Desde o início da vacinação contra a covid-19 no país, os brasileiros experimentam dois sentimentos contraditórios: esperança com a chegada dos imunizantes e angústia com a quantidade limitada de doses e o risco de interrupções na campanha por falta de insumos.
Especialistas confirmam que há motivos para preocupação, já que um processo lento ou fragmentado — como o que está no horizonte nacional até o momento — dificulta o atingimento da imunidade coletiva, adia a redução na mortalidade e amplia o risco de mutações do coronavírus potencialmente mais perigosas como a registrada no Amazonas. Além disso, aumenta a possibilidade dessa variante mais infecciosa já descoberta no Norte se alastrar para as outras regiões.
— Demora mais para alcançarmos a imunidade (coletiva) e aumenta o risco de surgirem variações para as quais a população não vai estar protegida, e a vacina talvez já não funcione. Nesse caso, teríamos de reorganizar tudo — alerta a imunologista Cristina Bonorino, professora da Universidade Federal de Ciências da Saúde de Porto Alegre (UFCSPA) e membro do comitê científico da Sociedade Brasileira de Imunologia.

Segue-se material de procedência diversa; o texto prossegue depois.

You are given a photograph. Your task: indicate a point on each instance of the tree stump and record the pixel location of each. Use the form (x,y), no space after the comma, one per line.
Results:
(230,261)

Até o momento, não há confirmação de qualquer variante do coronavírus capaz de vencer os imunizantes disponíveis, mas esse é um temor entre imunologistas. O governo federal não agiu, até o momento, com a mesma noção de urgência. Dia 19 de dezembro, o presidente Jair Bolsonaro chegou a dizer, em uma live, que “a pressa pela vacina não se justifica, porque você mexe com a vida das pessoas”. Depois mudou o discurso, mas a campanha contra a covid segue em ritmo incerto.
O governo federal distribuiu 6 milhões de doses da CoronaVac e espera remeter aos Estados nos próximos dias mais 2 milhões da vacina de Oxford provenientes da Índia — que poderiam ser administradas em dose única para acelerar a cobertura vacinal do país. Mesmo assim, e ainda somadas a outras 4,8 milhões de unidades de CoronaVac já produzidas pelo Instituto Butantan no país, seriam suficientes para atender a 3,5% da população.
— O que temos até agora é importante para quem está recebendo a vacina, mas, em termos coletivos, é uma gota no oceano. Precisamos de algo em torno de 70% para alcançarmos a imunidade coletiva — observa o epidemiologista e professor da Universidade Federal do Rio Grande do Sul (UFRGS) Paulo Petry.
Outra questão é se os anticorpos dos primeiros a receberem a injeção ainda forneceriam proteção suficiente contra a covid quando os últimos da fila no país estiverem sendo atendidos (talvez dentro de mais de um ano) — o que poderia comprometer a formação de uma barreira mais eficiente contra a doença. Segundo a chefe da Vigilância Epidemiológica do Centro de Vigilância em Saúde (CEVS) do Estado, Tani Ranieri, ainda é cedo para fazer esse tipo de cogitação:
— Ainda não sabemos como isso vai funcionar. No caso da influenza, a imunidade tem pico seis meses depois e dura no máximo um ano. Por isso, a vacinação deve ser anual. No caso do coronavírus, se fui imunizado e em algum momento entrar em contato com o sars-cov-2, posso criar uma nova carga de anticorpos. É cedo para dizer algo.
A biomédica Mellanie Fontes-Dutra, doutora em Neurociências pela UFRGS e coordenadora da Rede Análise Covid-19, avalia que o país só deverá ganhar ritmo de fato no processo de imunização quando começar a produzir os imunizantes em solo nacional e em larga escala. Por isso, lembra que a única saída de curto prazo é manter as medidas de precaução.
— O objetivo é imunizar ao máximo em curto espaço de tempo, mas sabemos que há limitações de doses e de logística. Por isso, devemos adotar ainda mais medidas de enfrentamento como isolamento e distanciamento social e evitar aglomerações — observa Mellanie.
Isso faz com que o vírus circule menos e diminui a frequência de surgimento de variantes — entre as quais pode aparecer alguma que represente maior perigo para a população.